Physiotherapy and rehabilitation appear to work hand in hand since physiotherapy offers such a diverse range of therapeutic methods, and injury rehabilitation often necessitates a non-traditional approach. One person’s recovery after back surgery, for example, may demand an entirely different treatment approach than another’s. More information Movement 101
In physical medicine,’rehabilitation’ refers to the enhancement and restoration of functional ability and quality of life following an injury or other form of limitation or handicap. While rehabilitation may be required following surgery, a stroke, or any number of major life events, it is most typically necessary following random injuries acquired during athletic events or everyday activities. For example, healing from a sprained wrist sustained from a fall on the ice over an eight-week period could be considered rehabilitation.
If you go to a physiotherapist for help with your rehabilitation, they will ask you for a detailed medical history as well as information about your current concerns. They will then assess your condition and properly diagnose you in order to come up with an effective treatment plan. The physiotherapist will work with you to help you understand your condition and how rehabilitation will benefit you, as well as develop a treatment plan that is tailored to your specific needs. You’ll be treated in the clinic and taught how to take care of yourself outside of it, so you can heal faster and more efficiently, and eventually take control of your own treatment.
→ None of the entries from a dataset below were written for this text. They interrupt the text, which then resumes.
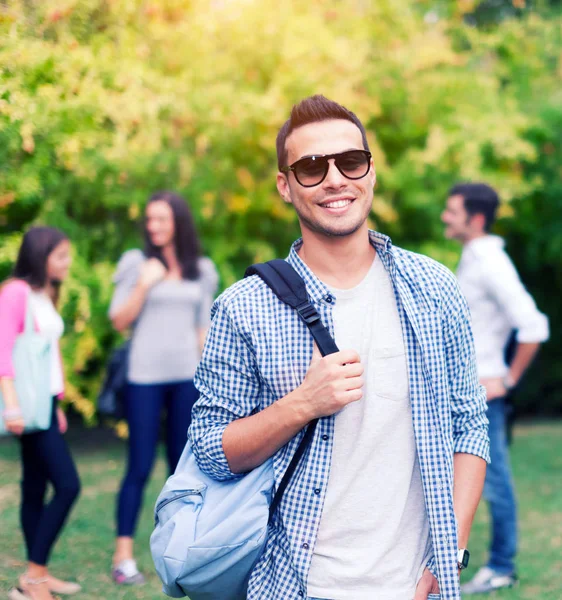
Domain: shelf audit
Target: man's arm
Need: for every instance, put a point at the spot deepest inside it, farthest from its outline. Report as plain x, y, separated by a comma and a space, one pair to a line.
470, 472
229, 433
504, 286
330, 384
470, 425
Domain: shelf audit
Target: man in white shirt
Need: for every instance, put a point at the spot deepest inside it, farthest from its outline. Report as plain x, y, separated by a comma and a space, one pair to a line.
499, 303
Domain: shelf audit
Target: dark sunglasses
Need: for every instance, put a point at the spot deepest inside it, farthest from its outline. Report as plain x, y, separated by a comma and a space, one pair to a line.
312, 170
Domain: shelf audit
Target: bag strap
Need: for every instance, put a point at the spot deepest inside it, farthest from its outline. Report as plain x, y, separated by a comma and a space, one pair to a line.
290, 288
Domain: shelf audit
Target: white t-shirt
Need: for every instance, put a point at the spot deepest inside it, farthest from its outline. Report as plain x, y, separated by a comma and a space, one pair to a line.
373, 541
50, 325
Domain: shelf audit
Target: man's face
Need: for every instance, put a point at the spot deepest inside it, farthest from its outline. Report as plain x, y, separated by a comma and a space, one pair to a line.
456, 219
338, 206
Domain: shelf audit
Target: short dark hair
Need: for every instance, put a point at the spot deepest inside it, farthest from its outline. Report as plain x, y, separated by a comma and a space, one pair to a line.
479, 199
31, 263
186, 240
313, 110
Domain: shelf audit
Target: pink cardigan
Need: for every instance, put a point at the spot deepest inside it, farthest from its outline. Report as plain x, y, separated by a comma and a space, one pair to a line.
13, 304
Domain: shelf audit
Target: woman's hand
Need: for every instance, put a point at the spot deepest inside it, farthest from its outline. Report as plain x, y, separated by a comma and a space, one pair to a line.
61, 420
152, 271
15, 426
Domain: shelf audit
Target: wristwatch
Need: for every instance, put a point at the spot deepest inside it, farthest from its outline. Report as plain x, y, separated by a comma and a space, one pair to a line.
463, 556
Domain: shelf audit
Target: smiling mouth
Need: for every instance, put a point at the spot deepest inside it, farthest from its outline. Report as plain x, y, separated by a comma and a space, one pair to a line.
337, 203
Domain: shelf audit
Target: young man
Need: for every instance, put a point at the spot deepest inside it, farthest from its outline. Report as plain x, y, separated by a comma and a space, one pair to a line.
384, 499
498, 303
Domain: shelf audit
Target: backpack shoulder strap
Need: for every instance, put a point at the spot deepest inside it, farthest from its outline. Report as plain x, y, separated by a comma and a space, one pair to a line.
290, 288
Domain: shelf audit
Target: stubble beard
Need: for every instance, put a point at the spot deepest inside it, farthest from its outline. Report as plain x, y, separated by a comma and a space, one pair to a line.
325, 229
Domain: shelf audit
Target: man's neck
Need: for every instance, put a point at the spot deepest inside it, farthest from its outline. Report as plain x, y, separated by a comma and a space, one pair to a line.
342, 262
473, 237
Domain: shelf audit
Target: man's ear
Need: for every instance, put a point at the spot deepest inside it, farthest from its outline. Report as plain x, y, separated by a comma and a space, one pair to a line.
283, 188
478, 221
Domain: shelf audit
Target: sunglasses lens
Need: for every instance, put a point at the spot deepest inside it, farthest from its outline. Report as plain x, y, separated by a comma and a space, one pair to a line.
353, 164
311, 171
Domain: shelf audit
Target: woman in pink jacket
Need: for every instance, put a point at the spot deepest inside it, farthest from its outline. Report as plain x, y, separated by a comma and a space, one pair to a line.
42, 264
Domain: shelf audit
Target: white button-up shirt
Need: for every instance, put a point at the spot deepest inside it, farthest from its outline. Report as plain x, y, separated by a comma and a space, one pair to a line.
498, 302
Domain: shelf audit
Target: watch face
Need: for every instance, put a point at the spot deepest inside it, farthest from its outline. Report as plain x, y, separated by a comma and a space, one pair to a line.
463, 557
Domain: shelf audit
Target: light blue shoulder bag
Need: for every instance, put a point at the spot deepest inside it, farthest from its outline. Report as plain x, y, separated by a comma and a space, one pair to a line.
209, 534
32, 378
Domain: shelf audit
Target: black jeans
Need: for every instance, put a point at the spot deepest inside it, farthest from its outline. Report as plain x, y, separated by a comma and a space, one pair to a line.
46, 458
143, 407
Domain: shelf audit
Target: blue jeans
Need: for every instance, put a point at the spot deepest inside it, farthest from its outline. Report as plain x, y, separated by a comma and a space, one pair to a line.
143, 409
500, 493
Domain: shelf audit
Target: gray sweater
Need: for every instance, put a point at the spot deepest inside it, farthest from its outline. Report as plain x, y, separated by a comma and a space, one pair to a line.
164, 343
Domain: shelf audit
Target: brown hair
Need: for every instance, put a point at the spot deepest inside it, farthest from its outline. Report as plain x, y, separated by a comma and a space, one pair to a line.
313, 110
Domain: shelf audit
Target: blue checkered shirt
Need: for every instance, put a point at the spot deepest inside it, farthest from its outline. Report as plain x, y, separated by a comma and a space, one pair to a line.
258, 350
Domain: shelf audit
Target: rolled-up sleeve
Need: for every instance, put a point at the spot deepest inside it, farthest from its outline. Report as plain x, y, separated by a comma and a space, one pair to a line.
468, 397
229, 385
504, 285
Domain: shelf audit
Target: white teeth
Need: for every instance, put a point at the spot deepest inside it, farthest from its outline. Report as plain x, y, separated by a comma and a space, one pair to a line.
337, 204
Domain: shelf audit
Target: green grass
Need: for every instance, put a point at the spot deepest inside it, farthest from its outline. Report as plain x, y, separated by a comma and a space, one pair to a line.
84, 551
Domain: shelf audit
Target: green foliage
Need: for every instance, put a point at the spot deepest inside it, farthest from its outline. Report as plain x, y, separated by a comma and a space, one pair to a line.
103, 102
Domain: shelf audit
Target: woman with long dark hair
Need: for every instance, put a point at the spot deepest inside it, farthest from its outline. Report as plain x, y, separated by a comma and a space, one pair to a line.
42, 265
164, 294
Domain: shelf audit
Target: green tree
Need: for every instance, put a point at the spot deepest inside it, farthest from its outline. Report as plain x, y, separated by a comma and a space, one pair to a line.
102, 102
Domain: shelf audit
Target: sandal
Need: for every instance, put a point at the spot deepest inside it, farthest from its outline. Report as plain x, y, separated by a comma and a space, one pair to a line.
27, 585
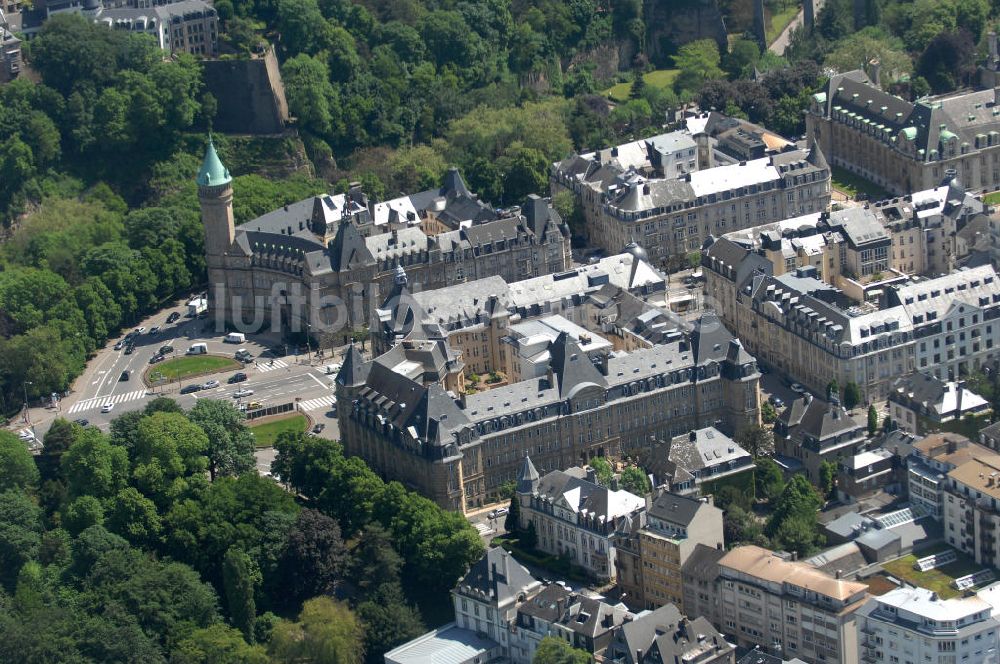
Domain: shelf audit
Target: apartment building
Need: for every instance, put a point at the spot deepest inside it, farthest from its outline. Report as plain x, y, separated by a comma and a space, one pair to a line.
920, 400
907, 146
971, 511
812, 431
665, 635
573, 516
931, 459
788, 607
652, 548
459, 448
915, 625
671, 217
954, 318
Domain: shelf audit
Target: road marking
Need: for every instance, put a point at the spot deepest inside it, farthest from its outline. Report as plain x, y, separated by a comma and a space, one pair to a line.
321, 383
98, 402
316, 404
264, 367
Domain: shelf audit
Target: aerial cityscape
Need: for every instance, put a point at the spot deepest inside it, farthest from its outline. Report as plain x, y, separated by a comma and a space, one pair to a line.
500, 331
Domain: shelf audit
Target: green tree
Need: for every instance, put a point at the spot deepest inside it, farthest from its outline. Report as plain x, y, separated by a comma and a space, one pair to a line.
20, 534
93, 466
231, 443
241, 578
698, 61
326, 631
635, 480
217, 644
602, 468
770, 481
852, 395
17, 465
756, 440
827, 477
553, 650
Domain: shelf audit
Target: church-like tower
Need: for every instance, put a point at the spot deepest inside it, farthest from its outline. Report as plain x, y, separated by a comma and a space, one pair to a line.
215, 193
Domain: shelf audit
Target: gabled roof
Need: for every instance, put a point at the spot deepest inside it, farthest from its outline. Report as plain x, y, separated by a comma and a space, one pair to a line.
497, 576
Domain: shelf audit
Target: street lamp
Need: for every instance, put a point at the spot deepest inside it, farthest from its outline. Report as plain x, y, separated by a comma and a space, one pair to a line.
27, 412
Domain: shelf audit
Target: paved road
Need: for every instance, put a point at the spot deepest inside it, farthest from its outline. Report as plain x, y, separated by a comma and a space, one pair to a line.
288, 378
781, 43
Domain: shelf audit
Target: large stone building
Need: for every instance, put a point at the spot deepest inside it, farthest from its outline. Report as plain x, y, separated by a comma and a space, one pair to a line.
321, 265
643, 192
653, 546
916, 625
787, 607
573, 516
907, 146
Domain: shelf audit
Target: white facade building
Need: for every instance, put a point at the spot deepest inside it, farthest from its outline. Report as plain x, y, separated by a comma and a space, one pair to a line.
915, 626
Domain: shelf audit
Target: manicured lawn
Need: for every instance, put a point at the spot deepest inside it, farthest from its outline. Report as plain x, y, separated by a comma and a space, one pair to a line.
267, 432
852, 184
939, 580
182, 367
777, 22
661, 78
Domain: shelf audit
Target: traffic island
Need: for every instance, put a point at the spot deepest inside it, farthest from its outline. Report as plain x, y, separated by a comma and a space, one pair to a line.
188, 366
267, 429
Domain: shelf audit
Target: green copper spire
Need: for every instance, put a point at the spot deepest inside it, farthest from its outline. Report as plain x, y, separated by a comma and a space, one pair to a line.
212, 173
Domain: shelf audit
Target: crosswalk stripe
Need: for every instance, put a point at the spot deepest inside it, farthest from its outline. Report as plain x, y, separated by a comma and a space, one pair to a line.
315, 404
264, 367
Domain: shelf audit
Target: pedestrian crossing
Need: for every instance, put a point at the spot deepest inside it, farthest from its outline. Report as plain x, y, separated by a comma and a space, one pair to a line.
98, 402
267, 366
317, 404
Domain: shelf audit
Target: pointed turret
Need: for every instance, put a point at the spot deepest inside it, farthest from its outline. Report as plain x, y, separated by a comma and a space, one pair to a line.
527, 479
353, 371
212, 173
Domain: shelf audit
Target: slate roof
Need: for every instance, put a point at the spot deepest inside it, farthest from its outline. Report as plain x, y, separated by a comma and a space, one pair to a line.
499, 577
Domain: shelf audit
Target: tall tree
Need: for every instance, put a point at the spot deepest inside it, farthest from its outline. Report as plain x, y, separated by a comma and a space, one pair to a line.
241, 578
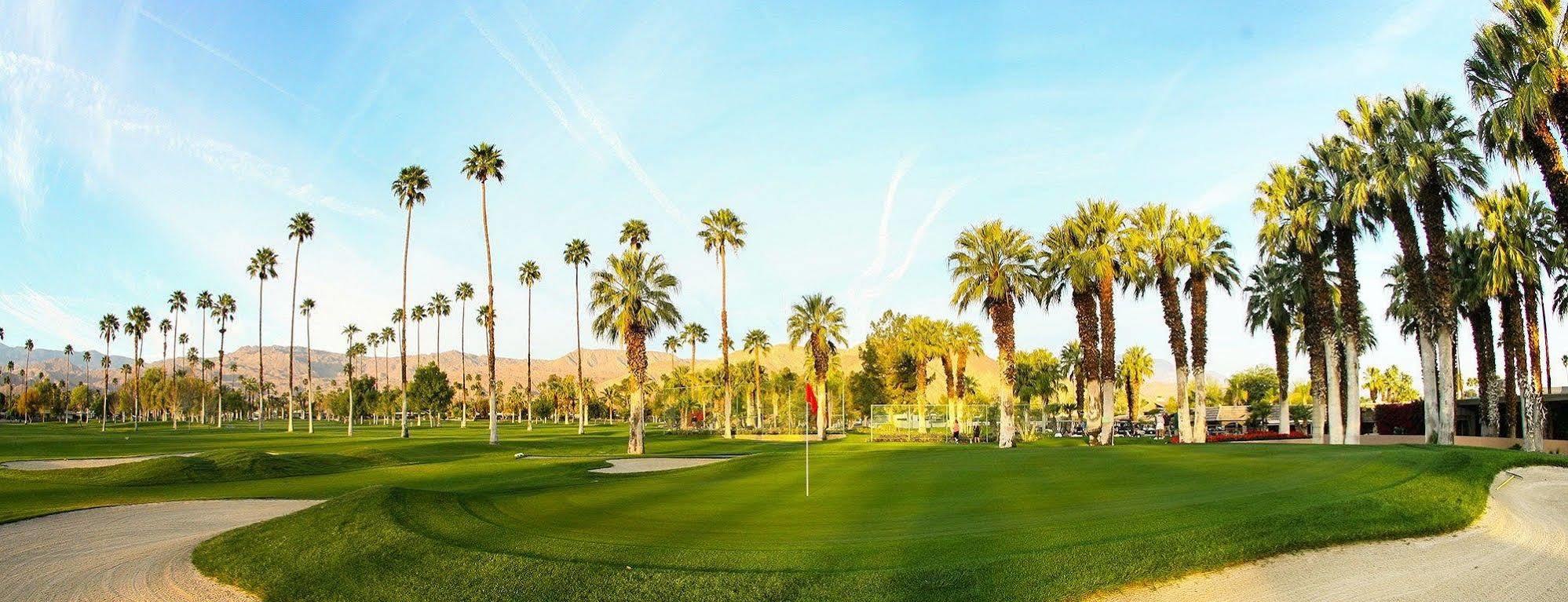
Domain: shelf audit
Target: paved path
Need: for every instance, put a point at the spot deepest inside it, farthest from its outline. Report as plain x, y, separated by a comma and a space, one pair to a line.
132, 554
1519, 551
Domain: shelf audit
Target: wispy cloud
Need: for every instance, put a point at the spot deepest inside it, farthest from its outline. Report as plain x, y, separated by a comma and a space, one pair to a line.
590, 113
221, 55
47, 83
46, 314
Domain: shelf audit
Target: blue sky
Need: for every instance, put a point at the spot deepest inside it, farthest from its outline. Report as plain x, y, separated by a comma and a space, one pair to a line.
154, 146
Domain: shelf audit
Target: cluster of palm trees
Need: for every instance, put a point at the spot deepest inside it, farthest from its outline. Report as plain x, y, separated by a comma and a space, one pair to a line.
1085, 257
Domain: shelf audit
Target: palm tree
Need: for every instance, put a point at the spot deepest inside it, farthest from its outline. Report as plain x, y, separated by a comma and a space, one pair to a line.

Testing (such as range of motion testing) and mobilisation procedures are frequently used by physiotherapists, though more effective approaches require physical manipulation by the practitioner rather than machine-driven approaches that give minimal hands-on expertise. This sort of treatment promotes faster and longer-lasting recovery, and you should seek out a physiotherapist that works in this manner if you want to reduce your discomfort and recovery time during your rehabilitation. In addition to hands-on treatment, you may be given activities to do outside of treatment to help you obtain the independence you desire.